This study of 9522 genes in 25 CFS patients and 25 controls found that CFS patients would be differentiated through the expression of 16 genes involved in a wide variety of processes.

The most important thing about this study, though, is not what’s in it but what it’s given birth to. The results were sufficiently encouraging for the Kerr team to embark on a larger, much more comprehensive study.

It has not been clear and indeed is still not clear how suitable PBMC’s are for gene microarray analysis. PBMC’s are not a preferred target in microarray studies. Most researchers concentrate on changes in gene expression in the lesion or wound associated with their study subject. Cancer researchers, for instance, study gene expression changes in tumors.

Like most other researchers examining gene expression in CFS the Kerr team focused on genes expressed in peripheral blood mononuclear cells (PBMC’s – lymphocytes, monocytes). We still don’t know how effective these PBMC’s are at guiding us to the source or sources of CFS. CFS researchers choose these cells with the hope that because they interact with virtually all systems of the body that changes in their gene expression will reflect changes found elsewhere. PBMC studies, then, are temporary expedients that will presumably be discarded when the actual injury in CFS is found.

Thus far, while there has been some general consistency (T-cell activation) in the findings of the various studies completed thus far, there has been more variance. The Kaushik study appeared to highlight differences in gene expression in genes associated with T-cell activation, mitochondrial activity and neuronal functions, the 2005 Whistler Study highlighted genes involved in ion channel transport and the 2005 Gow study illuminated genes involved in antigen presentation by MHC cells and inflammation.

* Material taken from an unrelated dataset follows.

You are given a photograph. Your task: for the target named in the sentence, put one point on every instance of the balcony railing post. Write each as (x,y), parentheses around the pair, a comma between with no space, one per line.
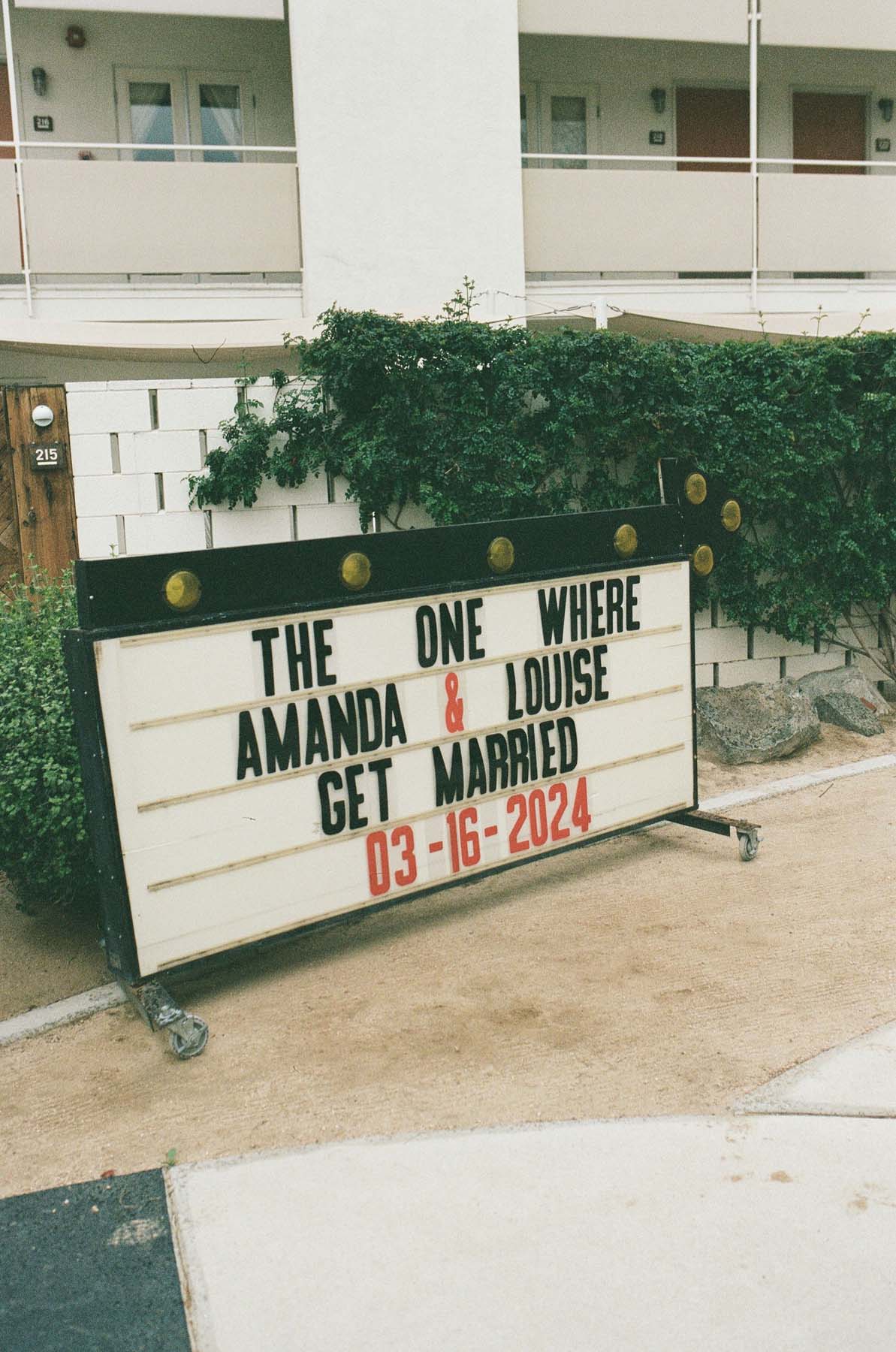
(754,149)
(17,143)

Part of this variability may simply be due to the different sets of genes the groups have looked at; the Kaushik study examined 9522 genes, the Whistler study 3800 and the Gow study 33,000. Sample sizes were different as well, the Kauschik and Whistler studies contained 25 and 23 CFS patients respectively while the Gow contained only 8.

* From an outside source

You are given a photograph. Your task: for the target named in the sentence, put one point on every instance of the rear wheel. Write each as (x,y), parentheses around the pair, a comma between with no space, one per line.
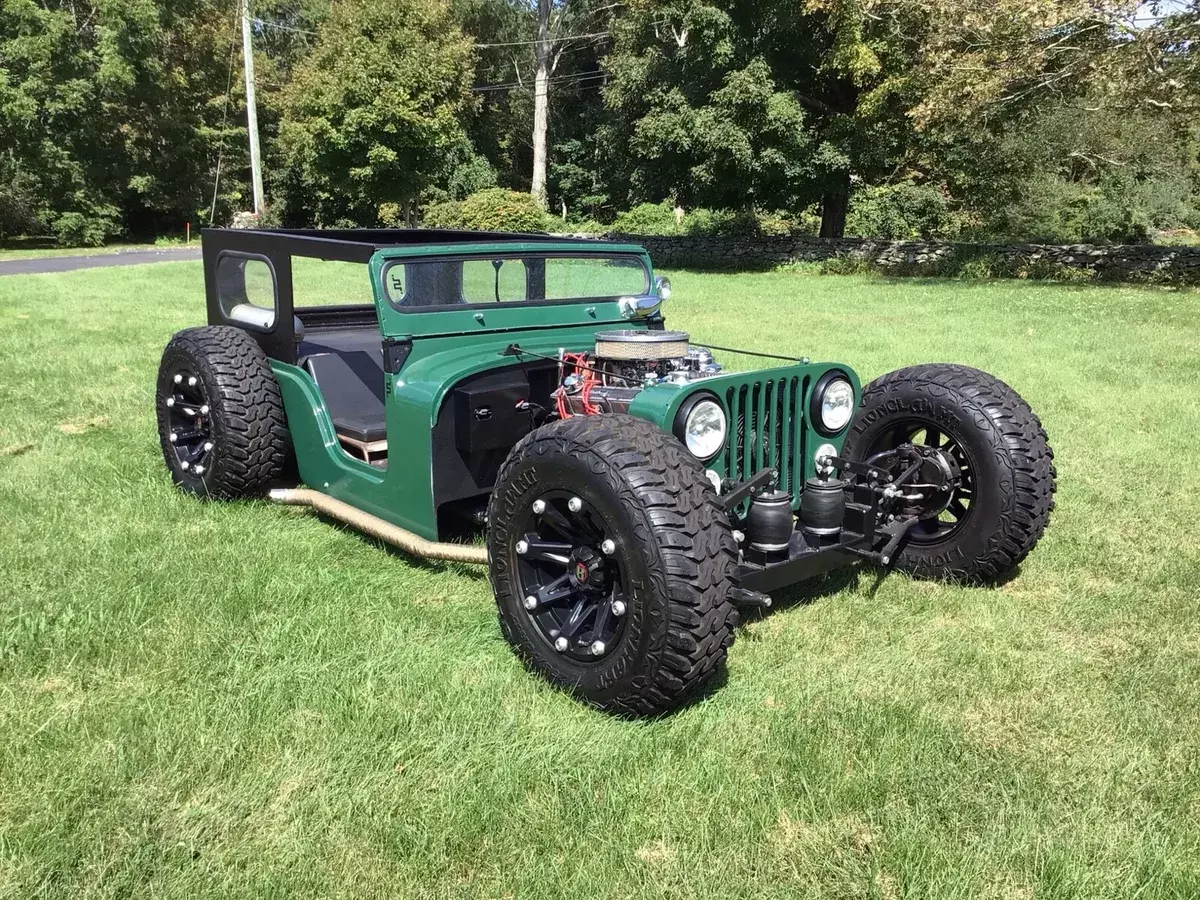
(995,454)
(220,413)
(612,563)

Researchers naturally hoped they would find a tightly knit group of genes signaling a central disruption in CFS. Instead they have mostly found a wide array of genes relating to disparate processes. In the Kaushik study, for instance, the highlighted genes were involved in neuronal, immune, brain or ubiquitous processes and were involved in processes scattered around the cell in the cytoplasm, mitochondrial, nucleus or the membranes. Attempting to divine a coherent picture of these widely varying genes may be difficult; the Kerr group stated the ‘involvement of genes from several disparate pathways suggests a complex pathogenesis’. Nothing is simple in CFS!

Although different studies have often found different trends there have been some general consistencies. Most studies, for instance, have found abnormal gene expression in genes involved in T-cell activation. It is encouraging, as well, that researchers have been able to establish linkages between abnormal gene expression and problems found in CFS. That is, while the patterns of abnormal gene expression found so far are complex they at least make sense given what we know about CFS. The NTE gene, for instance, found upregulated in the Kerr study is targeted by organophosphates and may relate to neuronal problems (and MCS?) in CFS. Several genes involved in mitochondrial activity could help explain the fatigue in CFS and one gene, EIF4F, which is responsible for the production of mitochondrial proteins and is often hijacked by viruses, could provide a bridge between immune dysfunction and poor energy production in CFS. Similarly the genes involved in immune activation could help explain signs of immune dysfunction in CFS.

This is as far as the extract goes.